New FTX CEO John J. Ray III has hinted that the collapsed crypto exchange could be revived from the ashes with Sam Bankman-Fried insisting the company is solvent.
In his first interview since becoming CEO back in November, Ray told The Wall Street Journal (WSJ): “Everything is on the table. And if there is a path forward on that, then we will not only explore that, we’ll do it.”
Ray announced he has set up a taskforce to explore restarting FTX.com and work to return the money to the company’s customers and creditors.
This comes after former CEO Sam Bankman-Fried claimed in a blog post that FTX US remains fully solvent and should be able to return all customers’ funds.

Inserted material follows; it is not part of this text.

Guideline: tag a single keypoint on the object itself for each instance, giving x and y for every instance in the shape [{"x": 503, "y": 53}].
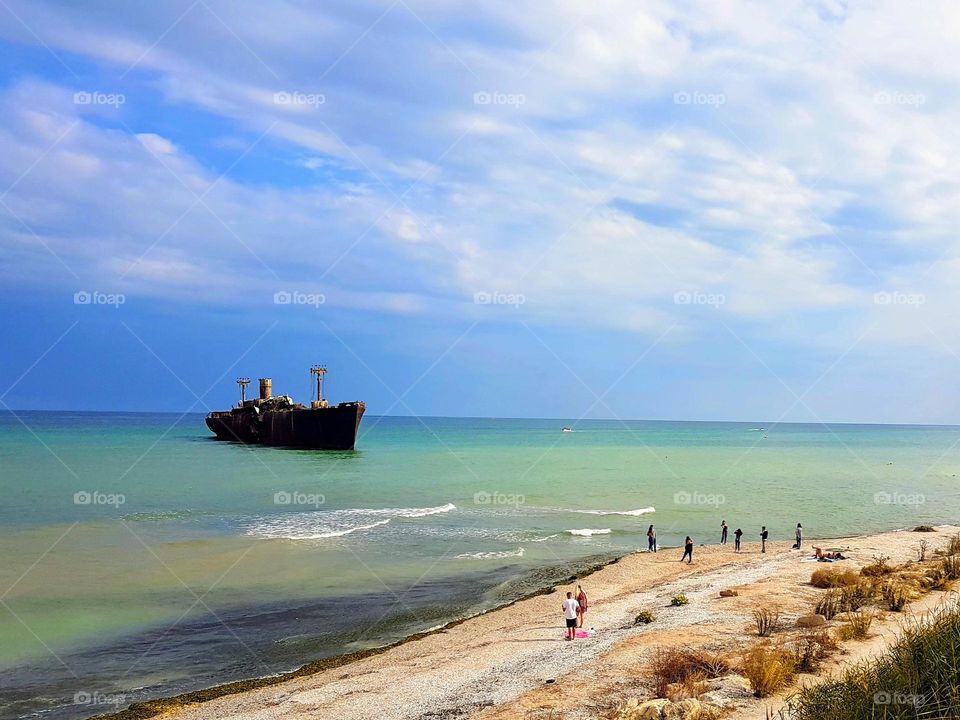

He also targeted the company’s lawyers Sullivan & Cromwell who he says have painted an “extremely misleading” picture of its finances.
Bankman-Fried, who is currently awaiting trial for fraud and money laundering, went on to state that when Ray took over “there were billions of dollars of funding offers” and “more than $4b that came in after”.
Ray said in that interview that Bankman-Fried’s comments were “unhelpful” and “self-serving”.
Claiming Bankman-Fried’s “calculations appear to include around $250m of cash that sits at LedgerX, a regulated crypto derivatives business that FTX purchased in 2021, with funds that had been improperly diverted from customers on FTX’s international exchange.
Since the WSJ went live with its article, Bankman-Fried has taken to Twitter to quote the article and add his thoughts on the breaking news.
He tweeted: “I'm glad Mr. Ray is finally paying lip service to turning the exchange back on after months of squashing such efforts!
“I'm still waiting for him to finally admit FTX US is solvent and give customers their money back…”
It remains to be seen whether FTX can viably return as a business.